Je suis assez étonnée que vous pensiez toujours réaction, et non anticipation. L'Allemagne ou encore l'Espagne, État composé de dix-sept communautés autonomes, ont su organiser la coopération loyale en leur sein afin de mieux agir au moment de l'adoption et de l'élaboration des lois. Il faudrait que la France s'adapte au XXIe siècle. En France, nous ne sortons pas du fait majoritaire et de la Constitution de la Ve République. En dépit de la réforme de 2008, il existe toujours une chape de plomb et le Parlement n'est pas encore à la hauteur de ses responsabilités, pour diverses raisons. Les parlementaires doivent être davantage proactifs que réactifs.
Baptiste Bonnet a effectué une formidable présentation concernant la légitimité, à laquelle j'adhère.

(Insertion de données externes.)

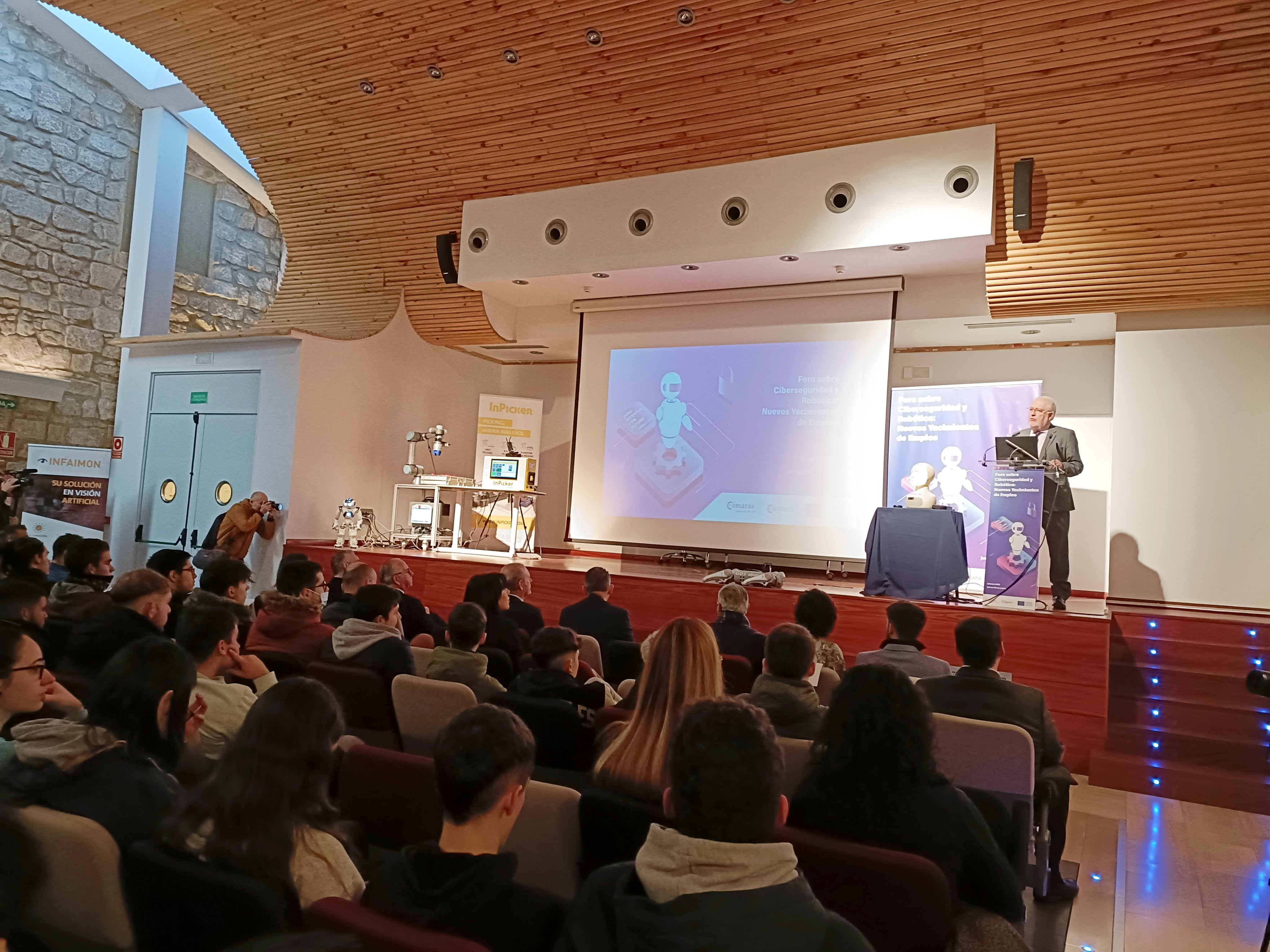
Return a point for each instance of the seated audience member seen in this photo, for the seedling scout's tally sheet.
(732, 628)
(873, 780)
(460, 662)
(266, 810)
(556, 673)
(681, 668)
(978, 692)
(336, 614)
(58, 565)
(783, 690)
(175, 565)
(373, 637)
(26, 560)
(210, 634)
(289, 620)
(113, 767)
(491, 593)
(815, 611)
(243, 522)
(26, 683)
(519, 587)
(88, 575)
(905, 623)
(593, 616)
(483, 761)
(140, 610)
(717, 883)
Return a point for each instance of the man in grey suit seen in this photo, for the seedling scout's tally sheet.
(1059, 448)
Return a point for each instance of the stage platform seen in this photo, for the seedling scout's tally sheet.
(1065, 654)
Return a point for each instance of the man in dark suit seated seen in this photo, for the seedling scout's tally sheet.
(980, 694)
(527, 617)
(732, 629)
(595, 616)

Voudriez-vous que la Cour européenne et sa jurisprudence soient gelées dans le temps en 1950 ? Je suis personnellement heureuse que des juges européens des droits de l'homme - dont la légitimité relève de l'accord initial des États ayant ratifié la Convention mais aussi des citoyens qui envoient des requêtes car ils souhaitent que la Cour s'engage en l'interprétant de façon moderne - créent, avec davantage de finesse et d'équilibre que l'on veut bien le dire, des ouvertures pour que les citoyens puissent se dire qu'ils vivent dans un État moderne.

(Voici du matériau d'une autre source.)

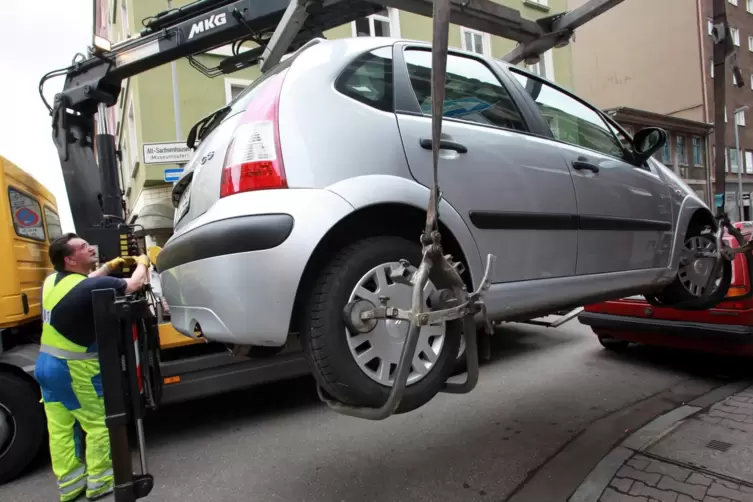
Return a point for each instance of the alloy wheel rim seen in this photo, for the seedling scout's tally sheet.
(694, 272)
(377, 352)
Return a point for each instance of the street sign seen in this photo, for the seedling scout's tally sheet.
(166, 153)
(173, 175)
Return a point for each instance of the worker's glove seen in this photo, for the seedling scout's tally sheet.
(143, 260)
(115, 263)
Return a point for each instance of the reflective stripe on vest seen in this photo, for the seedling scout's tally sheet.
(51, 338)
(67, 354)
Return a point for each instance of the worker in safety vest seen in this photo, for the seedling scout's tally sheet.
(68, 369)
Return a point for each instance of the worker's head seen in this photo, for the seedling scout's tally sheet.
(71, 253)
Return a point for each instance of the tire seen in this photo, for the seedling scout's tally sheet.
(614, 344)
(19, 401)
(679, 295)
(326, 343)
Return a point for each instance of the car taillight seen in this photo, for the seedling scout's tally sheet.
(253, 160)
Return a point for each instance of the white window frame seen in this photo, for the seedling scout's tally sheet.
(740, 118)
(733, 167)
(735, 34)
(133, 140)
(393, 18)
(237, 82)
(125, 27)
(486, 41)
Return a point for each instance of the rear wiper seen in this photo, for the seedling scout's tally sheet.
(205, 125)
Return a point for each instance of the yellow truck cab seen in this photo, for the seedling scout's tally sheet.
(29, 222)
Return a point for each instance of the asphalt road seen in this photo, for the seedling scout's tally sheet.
(278, 443)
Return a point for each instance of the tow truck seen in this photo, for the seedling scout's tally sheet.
(87, 154)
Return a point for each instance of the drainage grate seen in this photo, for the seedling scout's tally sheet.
(718, 445)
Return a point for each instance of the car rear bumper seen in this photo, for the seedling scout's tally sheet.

Je suis heureuse de ne pas vivre aux États-Unis et de ne pas être sous la houlette d'une Cour suprême au sein de laquelle il existe des juges originalistes. Ces derniers interprètent la Constitution américaine au moment où elle a été élaborée, ce qui légitime par exemple le maintien du port des armes à feu. Une interprétation ultra-restrictive expose à ce type de délire.

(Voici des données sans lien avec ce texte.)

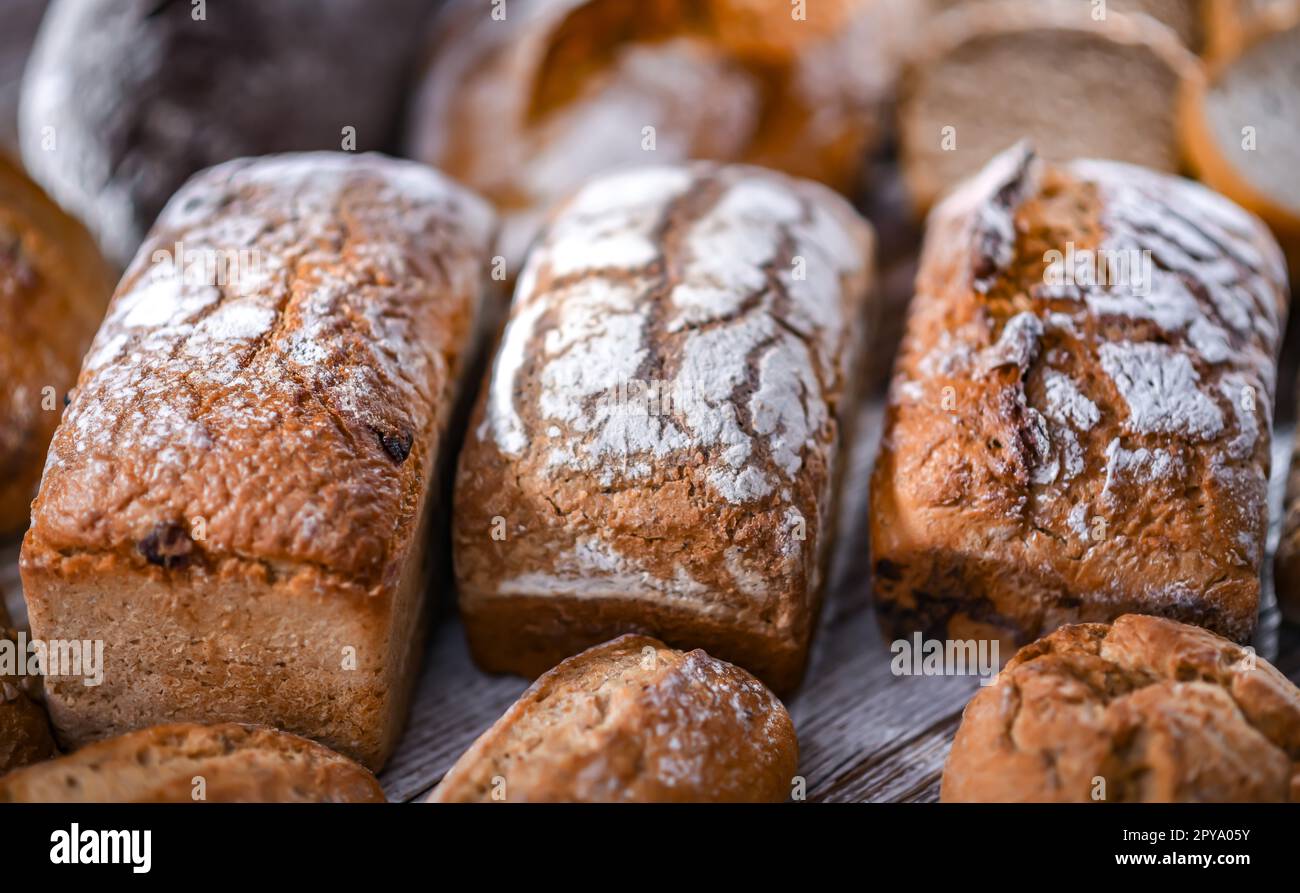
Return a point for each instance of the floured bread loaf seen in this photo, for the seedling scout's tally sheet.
(633, 722)
(1242, 126)
(1073, 434)
(525, 108)
(237, 498)
(1145, 710)
(186, 763)
(655, 447)
(1071, 85)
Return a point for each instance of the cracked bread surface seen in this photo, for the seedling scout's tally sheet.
(238, 493)
(1143, 710)
(1062, 450)
(237, 764)
(633, 720)
(657, 442)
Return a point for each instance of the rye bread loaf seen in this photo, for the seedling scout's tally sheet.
(527, 107)
(125, 99)
(657, 443)
(186, 763)
(633, 722)
(237, 498)
(53, 287)
(988, 74)
(1144, 710)
(1073, 441)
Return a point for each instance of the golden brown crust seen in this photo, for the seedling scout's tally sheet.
(1144, 710)
(185, 762)
(53, 287)
(1074, 450)
(633, 720)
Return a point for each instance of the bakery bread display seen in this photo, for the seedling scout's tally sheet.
(1240, 125)
(124, 99)
(1071, 85)
(1079, 420)
(657, 445)
(633, 722)
(527, 107)
(237, 498)
(187, 762)
(1143, 710)
(53, 287)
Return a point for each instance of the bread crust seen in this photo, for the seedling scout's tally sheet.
(632, 720)
(1064, 451)
(1143, 710)
(163, 764)
(237, 501)
(657, 443)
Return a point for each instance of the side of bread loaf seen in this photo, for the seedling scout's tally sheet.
(1073, 85)
(53, 287)
(633, 720)
(1079, 420)
(237, 498)
(1144, 710)
(185, 763)
(655, 447)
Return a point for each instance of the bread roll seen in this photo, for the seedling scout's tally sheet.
(1145, 710)
(633, 722)
(1080, 414)
(237, 498)
(657, 445)
(992, 73)
(185, 763)
(53, 287)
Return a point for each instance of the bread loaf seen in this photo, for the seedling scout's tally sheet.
(1079, 420)
(527, 107)
(1144, 710)
(237, 498)
(125, 99)
(657, 445)
(53, 287)
(633, 720)
(185, 762)
(988, 74)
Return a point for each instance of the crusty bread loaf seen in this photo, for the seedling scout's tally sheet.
(235, 501)
(53, 287)
(633, 720)
(657, 445)
(525, 108)
(988, 74)
(1144, 710)
(1069, 442)
(125, 99)
(185, 763)
(1242, 126)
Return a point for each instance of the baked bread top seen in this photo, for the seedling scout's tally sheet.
(633, 720)
(1145, 710)
(264, 385)
(165, 763)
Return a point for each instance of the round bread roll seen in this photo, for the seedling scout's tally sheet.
(53, 289)
(165, 763)
(1142, 710)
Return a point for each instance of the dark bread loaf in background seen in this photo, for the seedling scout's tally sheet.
(186, 763)
(125, 99)
(53, 289)
(633, 722)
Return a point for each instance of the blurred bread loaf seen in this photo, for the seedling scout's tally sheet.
(124, 99)
(633, 722)
(993, 72)
(186, 762)
(53, 287)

J'ai confiance en une belle expression de Guy Canivet : « la bénévolence des juges ». Ces derniers sont responsables et ne font pas n'importe quoi. Je constate une espèce d'obsession sur les questions de société, qui représentent une infime partie du contentieux européen. Les chiffres du rapport annuel de la CEDH pour 2021 montrent que l'article le plus souvent invoqué est l'article 6, relatif au procès équitable et à la durée de la procédure. En effet, l'article 6 concerne près de 600 arrêts sur les plus de 1?000 arrêts rendus en 2021.
Nous devons donc raison garder sur cet impensé, qui est en réalité un pensé.